第17話 第六感ー2
永月秋人について腑に落ちないまま、私は史郎さんと本部の事務室へ行き、次から次へと渡される書類にげんなりしながらサインしていき、無事に入隊手続きを終えた。
「あの、史郎さん。私は迷彩服着なくていいんですか?」
「ああ、お前はうちではホルダー──いうなれば、『エナジクトという装備品を使用するための付属品』的な立ち位置だから、服装に制限が無いんだ。好きなもん着ていいし、髪も好きに染めていいぞ」
「え、もしかしてホルダーって……キーホルダー的な意味合いだったの!?」
「まあ~……うん。
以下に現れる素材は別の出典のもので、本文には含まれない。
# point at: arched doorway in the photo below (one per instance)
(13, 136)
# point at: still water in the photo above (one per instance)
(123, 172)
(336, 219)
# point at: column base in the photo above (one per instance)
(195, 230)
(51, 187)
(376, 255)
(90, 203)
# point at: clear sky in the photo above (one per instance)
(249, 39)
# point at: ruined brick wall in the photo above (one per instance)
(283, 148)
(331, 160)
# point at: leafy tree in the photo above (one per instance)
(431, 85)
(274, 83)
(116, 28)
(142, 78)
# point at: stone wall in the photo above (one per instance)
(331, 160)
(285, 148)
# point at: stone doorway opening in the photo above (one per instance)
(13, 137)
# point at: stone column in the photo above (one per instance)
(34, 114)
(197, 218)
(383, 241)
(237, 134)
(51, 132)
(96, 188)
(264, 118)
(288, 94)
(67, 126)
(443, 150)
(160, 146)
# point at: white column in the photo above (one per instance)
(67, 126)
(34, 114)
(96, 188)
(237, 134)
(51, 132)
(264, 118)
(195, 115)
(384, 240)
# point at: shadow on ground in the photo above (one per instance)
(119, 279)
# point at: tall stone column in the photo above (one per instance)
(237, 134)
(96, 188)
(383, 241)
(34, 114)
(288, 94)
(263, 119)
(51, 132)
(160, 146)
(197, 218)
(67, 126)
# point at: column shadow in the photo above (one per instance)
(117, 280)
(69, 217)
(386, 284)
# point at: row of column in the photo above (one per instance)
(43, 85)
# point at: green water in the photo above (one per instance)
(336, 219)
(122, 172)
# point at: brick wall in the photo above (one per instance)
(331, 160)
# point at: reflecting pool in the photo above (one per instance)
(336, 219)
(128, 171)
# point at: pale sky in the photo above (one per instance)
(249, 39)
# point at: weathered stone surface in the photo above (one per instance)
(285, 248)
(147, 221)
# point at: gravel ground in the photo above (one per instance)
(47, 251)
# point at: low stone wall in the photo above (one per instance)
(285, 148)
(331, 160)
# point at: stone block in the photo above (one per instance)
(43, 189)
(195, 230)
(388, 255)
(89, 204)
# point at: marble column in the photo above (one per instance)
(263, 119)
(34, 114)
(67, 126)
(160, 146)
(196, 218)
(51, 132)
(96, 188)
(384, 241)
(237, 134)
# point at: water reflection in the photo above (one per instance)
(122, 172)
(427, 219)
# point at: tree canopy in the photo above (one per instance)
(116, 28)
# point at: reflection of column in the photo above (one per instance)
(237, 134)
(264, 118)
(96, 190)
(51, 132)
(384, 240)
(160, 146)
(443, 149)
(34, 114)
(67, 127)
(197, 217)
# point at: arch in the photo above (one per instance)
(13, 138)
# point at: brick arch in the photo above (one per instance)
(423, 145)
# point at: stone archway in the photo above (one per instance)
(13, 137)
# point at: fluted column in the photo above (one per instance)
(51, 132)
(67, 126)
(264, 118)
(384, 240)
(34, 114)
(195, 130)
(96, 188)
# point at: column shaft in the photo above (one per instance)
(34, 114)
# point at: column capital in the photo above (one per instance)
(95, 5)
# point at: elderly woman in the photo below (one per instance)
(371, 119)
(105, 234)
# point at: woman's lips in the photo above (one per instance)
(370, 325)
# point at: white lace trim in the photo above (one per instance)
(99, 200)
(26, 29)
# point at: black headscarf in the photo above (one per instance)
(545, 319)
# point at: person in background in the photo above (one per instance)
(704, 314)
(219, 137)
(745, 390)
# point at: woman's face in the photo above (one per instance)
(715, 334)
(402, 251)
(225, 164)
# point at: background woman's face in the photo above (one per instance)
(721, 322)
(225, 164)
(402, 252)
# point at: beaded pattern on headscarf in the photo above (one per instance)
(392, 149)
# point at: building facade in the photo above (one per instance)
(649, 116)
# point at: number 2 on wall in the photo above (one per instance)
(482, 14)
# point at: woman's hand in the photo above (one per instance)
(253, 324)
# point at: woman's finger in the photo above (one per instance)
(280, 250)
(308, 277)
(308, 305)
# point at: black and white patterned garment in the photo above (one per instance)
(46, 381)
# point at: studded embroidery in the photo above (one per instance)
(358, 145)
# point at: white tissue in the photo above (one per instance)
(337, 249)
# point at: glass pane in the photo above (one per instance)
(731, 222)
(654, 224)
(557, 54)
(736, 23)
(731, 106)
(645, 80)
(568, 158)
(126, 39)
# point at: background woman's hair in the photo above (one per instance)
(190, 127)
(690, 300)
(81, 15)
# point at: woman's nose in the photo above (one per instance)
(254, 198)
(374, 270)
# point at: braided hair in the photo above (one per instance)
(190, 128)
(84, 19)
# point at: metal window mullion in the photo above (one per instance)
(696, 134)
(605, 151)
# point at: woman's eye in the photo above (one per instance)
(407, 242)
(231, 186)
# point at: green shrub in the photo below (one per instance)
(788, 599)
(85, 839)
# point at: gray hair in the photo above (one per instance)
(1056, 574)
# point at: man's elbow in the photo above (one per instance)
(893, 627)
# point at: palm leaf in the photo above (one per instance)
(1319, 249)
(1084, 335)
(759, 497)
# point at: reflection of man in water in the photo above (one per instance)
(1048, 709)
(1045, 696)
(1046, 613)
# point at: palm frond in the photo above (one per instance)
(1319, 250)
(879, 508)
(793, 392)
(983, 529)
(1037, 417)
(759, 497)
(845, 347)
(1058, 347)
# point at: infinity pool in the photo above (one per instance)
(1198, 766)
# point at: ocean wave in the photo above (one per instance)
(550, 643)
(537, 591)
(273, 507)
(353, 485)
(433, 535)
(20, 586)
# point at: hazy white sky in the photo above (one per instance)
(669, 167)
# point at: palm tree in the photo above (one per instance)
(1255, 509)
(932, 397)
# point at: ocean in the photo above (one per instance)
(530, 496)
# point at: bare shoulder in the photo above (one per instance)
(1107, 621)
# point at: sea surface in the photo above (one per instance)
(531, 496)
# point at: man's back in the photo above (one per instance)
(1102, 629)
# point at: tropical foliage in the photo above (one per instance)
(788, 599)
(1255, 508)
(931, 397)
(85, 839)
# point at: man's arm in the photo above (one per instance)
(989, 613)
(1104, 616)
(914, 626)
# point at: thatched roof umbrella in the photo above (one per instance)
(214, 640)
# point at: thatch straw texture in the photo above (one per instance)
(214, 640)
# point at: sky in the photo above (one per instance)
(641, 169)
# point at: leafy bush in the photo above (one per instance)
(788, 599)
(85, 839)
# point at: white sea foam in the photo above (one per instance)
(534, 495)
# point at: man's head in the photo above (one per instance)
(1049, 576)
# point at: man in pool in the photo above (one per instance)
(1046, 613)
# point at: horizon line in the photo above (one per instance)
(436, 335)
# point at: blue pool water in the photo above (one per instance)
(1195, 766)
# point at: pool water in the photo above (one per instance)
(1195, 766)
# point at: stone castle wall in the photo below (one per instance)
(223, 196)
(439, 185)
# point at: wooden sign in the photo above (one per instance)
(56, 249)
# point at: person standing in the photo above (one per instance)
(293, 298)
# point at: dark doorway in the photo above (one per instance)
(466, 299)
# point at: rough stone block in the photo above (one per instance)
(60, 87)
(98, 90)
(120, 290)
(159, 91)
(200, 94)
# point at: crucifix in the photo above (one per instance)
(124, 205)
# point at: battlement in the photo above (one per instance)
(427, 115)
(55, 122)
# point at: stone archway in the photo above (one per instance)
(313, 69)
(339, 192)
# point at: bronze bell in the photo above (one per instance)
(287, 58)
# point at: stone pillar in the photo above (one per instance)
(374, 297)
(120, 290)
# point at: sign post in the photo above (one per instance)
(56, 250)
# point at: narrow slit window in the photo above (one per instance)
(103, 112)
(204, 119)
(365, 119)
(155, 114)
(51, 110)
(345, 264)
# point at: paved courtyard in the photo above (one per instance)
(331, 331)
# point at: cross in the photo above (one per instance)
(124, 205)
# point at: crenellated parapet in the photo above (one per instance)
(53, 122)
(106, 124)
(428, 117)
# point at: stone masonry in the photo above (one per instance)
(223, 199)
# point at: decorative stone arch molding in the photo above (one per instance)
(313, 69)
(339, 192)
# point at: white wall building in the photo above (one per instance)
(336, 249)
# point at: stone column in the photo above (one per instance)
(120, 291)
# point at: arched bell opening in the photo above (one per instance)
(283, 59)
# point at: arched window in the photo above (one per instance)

そうとも言うかもなぁ」
「もしかして私……人権とか無い感じですか」
「そうでもないさ。食堂は無料で使い放題だし、寮部屋も用意されるし、給料もちゃんと出る。待遇は俺達と同じだよ。ただ俺達より、少しルールが緩いってだけだ」
「そうなんだ。よかったぁ~」
私、さっきあのクソ男に言われた『ゾンビ』って言葉をちょっと気にしすぎてたのかも。
でもあいつ、絶対冬華には会わせたくないなぁ~。冬華に直接あんな失礼なこと言ってるの見たら私、マジで間髪入れずぶん殴っちゃうし。
ていうか、私も二度と会いたくない。
「手続きはこれで終わりだ。今日の残り時間は自由に過ごせるが……施設案内でもしようか?」
「あ、大丈夫ですっ! わたし、冬華の所に戻りますっ!」
史郎さんと別れ、私はルンルン気分で執務室へと戻った。
無事入隊手続きも済んだことだし、これからは毎日冬華と一緒にいられるってわけだよね?
さっ今から冬華と何しようかなぁ~!
鼻歌交じりに執務室の扉をノックして入ろうとすると、先に扉が開いた。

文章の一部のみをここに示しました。